Antibiotics act directly upon bacteria, either killing them or inhibiting their growth. Within any population of bacteria some will be susceptible to a chosen antibiotic, whilst others may exhibit varying degrees of resistance.
Therefore, antibiotics exert a ‘selective pressure’ upon bacteria, favouring the resistant strains, such that they become dominant in the population. If bacteria become resistant to a particular type of antibiotic, then an alternative variety may be used. In many cases this will clear an infection, in others the bacteria become resistant to this second treatment. At this point the bacteria are said to be multidrug resistant, and are often referred to as ‘superbugs’.
The danger is that bacterial infections may develop resistance to all available antibiotics, rendering them untreatable. As we begin to lose this arms race, it is imperative that we open up the battle on other fronts, developing alternative treatments and using them as effectively as possible.
We are building mathematical models to optimise the treatment of bacterial infections, using a new therapy developed by our collaborators in the Krachler Lab, here at the University of Birmingham.
In order for bacteria to gain a foothold in a host, they must bind to the host cells. This both protects them from mechanical clearance and assault by immune cells, and allows them to deploy an arsenal of so called ‘virulence mechanisms’, which reprogram the host cells to facilitate infection.
Dr Krachler has developed a new molecule, called MAM7, which binds to host cells, preventing the invading bacteria from doing likewise. In theory, this treatment should exert no selective pressure upon the bacteria, since any adaptation would merely result in them binding less effectively to host cells. Bacteria may then be cleared from the body by a combination of mechanical forces, the immune system and antibiotics.
Mathematical models may be used to determine the optimum treatment regimen, ensuring that bacteria are cleared as quickly as possible, whilst minimising the risk that resistance develops.

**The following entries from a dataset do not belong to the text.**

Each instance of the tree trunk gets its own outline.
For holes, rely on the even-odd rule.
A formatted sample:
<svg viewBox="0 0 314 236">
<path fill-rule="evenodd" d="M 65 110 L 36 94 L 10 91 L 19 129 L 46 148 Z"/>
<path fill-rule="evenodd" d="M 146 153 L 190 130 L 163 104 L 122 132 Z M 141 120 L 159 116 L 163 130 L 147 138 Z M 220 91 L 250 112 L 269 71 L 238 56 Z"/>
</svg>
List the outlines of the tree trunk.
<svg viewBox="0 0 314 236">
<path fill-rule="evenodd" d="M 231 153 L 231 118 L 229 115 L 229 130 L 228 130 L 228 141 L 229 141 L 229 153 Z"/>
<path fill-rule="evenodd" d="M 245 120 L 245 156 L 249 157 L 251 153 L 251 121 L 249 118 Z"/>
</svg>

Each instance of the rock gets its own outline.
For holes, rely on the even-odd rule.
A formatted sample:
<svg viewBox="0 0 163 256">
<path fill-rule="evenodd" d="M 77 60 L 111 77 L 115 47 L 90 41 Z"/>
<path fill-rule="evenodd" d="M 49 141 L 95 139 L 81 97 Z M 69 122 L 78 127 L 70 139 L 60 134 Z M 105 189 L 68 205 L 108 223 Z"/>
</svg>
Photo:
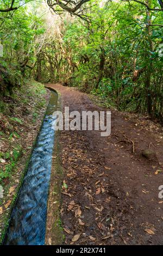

Mathematics enables us to extend the reach of experimental and clinical studies in at least three ways. Firstly, it allows us to understand and predict the behaviour of inherently ‘nonlinear’ biological systems. These nonlinearities are caused by feedback within the system.
For example, a nonlinear system could be represented as follows: A➝B➝C➝A, where the letters represent components in the system and the arrows represent effects exerted by one component upon another. In this case A feeds back on itself via B and C.
Secondly, it enables us to manipulate the system in ways that may not be possible experimentally. In this way we may evaluate the relative importance and effect of each component. For example, we could vary the rate of exchange of genes coding for antibiotic resistance between bacteria, to test the effect this has upon the size of the bacterial population over time. Lastly, it enables us to consider a wider range of scenarios and hypotheses than would be experimentally feasible, due to time, space or financial limitations.
Thus, theoretical modelling complements experimental studies, forming an experiment/modelling cycle: models are used to test biological hypotheses, and may then be used to make predictions which can be tested experimentally.
It is hoped that this study will help us to keep a step ahead in the fight against bacterial infections. A fight that it is critical we win.